The days having to wait ages for a contract in the mail, only to find out a signature is missing on a page, are over: more and more companies are switching to digital signatures, because it provides them with significant benefits.
A huge benefit of a digital signature is that it guarantees a document is not changed in any way. According to the Public Key Infrastructure (PKI) protocol, two keys are needed to digitally sign a document: a public key and a private key. These keys are generated and bound to entities by an acknowledged certificate authority. The private key allows one party to actually sign a document, encrypt it and send it on its way, while the other party can use the public key to decrypt the document. While documents can always be changed, in this case the signing party does not need to worry: since the document is timestamped, the document cannot be changed without breaking the timestamp.
Because signatures could be forged relatively easily, people could always try to cancel a contract, stating they never signed it. With a digital signature, however, this is no longer possible: once an entity has signed a contract using his or her private key, they cannot deny doing so at a later time.
Efficiency is another huge benefit, because in earlier times, sending and signing documents used to take ages. And not only the physical copies, which needed to be delivered by couriers, but the scanned versions of those same documents as well. Sure, they could be scanned, sent by e-mail and printed once they had arrived, but this still took way too much valuable time. Thanks to digital signatures, it is just a matter of signing a document and sending it.
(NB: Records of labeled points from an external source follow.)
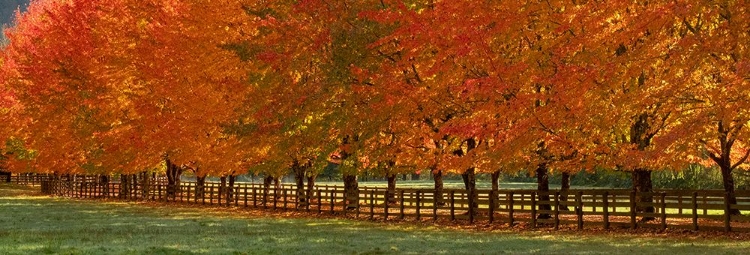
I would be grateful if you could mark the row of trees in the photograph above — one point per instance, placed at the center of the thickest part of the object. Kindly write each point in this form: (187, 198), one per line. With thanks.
(220, 87)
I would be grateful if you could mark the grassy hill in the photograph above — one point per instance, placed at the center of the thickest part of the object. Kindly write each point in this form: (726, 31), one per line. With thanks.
(7, 11)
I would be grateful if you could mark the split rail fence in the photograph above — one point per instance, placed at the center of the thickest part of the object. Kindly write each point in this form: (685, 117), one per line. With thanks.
(577, 208)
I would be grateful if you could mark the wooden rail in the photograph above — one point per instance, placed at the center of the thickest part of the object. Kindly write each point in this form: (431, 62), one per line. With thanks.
(580, 208)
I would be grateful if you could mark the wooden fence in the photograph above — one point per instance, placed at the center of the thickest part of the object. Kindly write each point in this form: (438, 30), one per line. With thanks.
(580, 208)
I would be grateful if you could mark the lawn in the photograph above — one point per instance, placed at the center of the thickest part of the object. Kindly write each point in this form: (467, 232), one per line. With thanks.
(34, 224)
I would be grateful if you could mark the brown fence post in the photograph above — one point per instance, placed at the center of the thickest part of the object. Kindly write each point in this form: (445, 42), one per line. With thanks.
(695, 210)
(633, 211)
(401, 206)
(533, 209)
(453, 205)
(557, 210)
(472, 202)
(372, 204)
(510, 209)
(333, 199)
(284, 193)
(320, 202)
(492, 206)
(385, 204)
(579, 209)
(663, 211)
(419, 205)
(727, 213)
(434, 205)
(605, 200)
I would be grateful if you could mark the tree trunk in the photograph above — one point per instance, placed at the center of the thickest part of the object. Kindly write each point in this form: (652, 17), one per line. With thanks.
(134, 183)
(311, 186)
(391, 188)
(267, 181)
(103, 181)
(230, 189)
(173, 178)
(564, 188)
(470, 183)
(124, 186)
(277, 188)
(223, 189)
(351, 191)
(299, 179)
(642, 184)
(542, 181)
(728, 181)
(437, 176)
(200, 186)
(145, 185)
(495, 176)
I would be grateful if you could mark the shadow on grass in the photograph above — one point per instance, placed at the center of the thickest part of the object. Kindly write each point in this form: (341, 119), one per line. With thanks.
(38, 225)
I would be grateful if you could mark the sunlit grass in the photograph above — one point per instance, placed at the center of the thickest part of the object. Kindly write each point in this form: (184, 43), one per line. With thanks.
(34, 224)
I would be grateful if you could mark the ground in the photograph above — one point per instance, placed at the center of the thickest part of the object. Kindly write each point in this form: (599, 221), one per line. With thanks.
(32, 224)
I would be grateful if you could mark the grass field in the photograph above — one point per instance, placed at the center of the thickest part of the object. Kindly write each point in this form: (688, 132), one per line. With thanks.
(35, 224)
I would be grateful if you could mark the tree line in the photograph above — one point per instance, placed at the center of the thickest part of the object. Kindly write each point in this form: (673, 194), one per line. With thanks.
(390, 87)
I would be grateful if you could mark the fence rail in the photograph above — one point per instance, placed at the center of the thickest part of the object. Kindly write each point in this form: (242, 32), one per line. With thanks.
(579, 208)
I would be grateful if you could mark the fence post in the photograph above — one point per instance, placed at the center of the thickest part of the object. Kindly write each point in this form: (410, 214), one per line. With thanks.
(605, 209)
(695, 210)
(579, 209)
(320, 202)
(401, 206)
(244, 191)
(510, 209)
(633, 211)
(557, 210)
(533, 209)
(419, 205)
(333, 199)
(453, 205)
(285, 198)
(727, 213)
(385, 204)
(372, 204)
(470, 198)
(663, 211)
(492, 206)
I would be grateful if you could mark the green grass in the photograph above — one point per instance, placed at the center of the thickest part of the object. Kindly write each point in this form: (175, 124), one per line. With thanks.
(448, 184)
(33, 224)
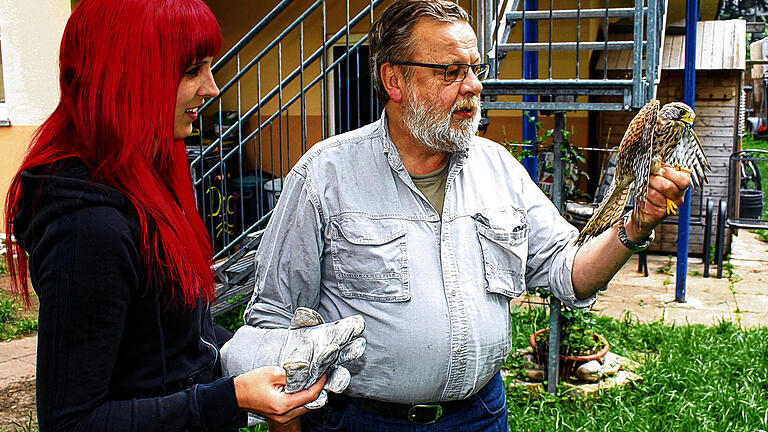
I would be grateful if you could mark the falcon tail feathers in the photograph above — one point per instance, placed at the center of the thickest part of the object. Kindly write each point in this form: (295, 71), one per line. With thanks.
(607, 214)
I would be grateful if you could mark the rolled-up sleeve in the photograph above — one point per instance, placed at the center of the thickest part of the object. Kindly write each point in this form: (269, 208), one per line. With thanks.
(551, 248)
(287, 262)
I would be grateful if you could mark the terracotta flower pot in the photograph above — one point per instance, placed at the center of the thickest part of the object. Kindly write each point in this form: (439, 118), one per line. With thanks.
(570, 363)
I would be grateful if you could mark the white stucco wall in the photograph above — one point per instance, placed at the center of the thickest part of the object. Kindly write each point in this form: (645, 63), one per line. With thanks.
(30, 33)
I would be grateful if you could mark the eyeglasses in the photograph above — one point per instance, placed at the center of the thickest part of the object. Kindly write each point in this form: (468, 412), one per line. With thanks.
(455, 72)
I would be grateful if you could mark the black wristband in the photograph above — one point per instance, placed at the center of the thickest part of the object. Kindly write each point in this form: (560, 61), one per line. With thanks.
(629, 244)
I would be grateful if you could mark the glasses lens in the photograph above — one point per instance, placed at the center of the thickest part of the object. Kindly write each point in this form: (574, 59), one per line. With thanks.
(455, 73)
(481, 71)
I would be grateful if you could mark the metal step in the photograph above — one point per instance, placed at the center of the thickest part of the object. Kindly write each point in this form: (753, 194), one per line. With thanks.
(562, 92)
(574, 14)
(568, 46)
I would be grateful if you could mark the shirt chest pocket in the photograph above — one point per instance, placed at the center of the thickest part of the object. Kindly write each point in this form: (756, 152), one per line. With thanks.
(370, 258)
(503, 237)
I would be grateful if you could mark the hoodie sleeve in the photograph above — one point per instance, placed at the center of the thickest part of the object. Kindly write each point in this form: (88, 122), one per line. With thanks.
(84, 270)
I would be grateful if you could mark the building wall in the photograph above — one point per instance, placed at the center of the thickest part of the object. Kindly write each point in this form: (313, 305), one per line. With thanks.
(30, 33)
(237, 17)
(716, 120)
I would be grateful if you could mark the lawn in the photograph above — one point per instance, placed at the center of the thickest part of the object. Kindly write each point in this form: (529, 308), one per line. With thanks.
(695, 378)
(749, 143)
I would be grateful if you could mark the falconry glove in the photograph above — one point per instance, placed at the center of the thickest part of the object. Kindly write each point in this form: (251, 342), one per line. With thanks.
(306, 350)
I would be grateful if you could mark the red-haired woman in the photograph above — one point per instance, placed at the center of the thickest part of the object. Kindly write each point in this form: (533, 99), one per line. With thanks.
(104, 208)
Digital signatures also save money. First of all, it is possible to save on material expenses, i.e. paper and ink. These are not the most expensive resources in the world, but still: when a company sends out multiple hundreds of contracts a week, it becomes costly pretty quickly. More importantly, however, digital signatures allow companies to save on shipping costs and on administration fees.
Another important benefit is global acceptance. In an increasingly connected world, standardization is more important than ever. While there may not be one global standard just yet, the European Telecommunications Standard Institute (ETSI) and American National Institute of Standards and Technology (NIST) have defined standardized frameworks, which more and more vendors are using.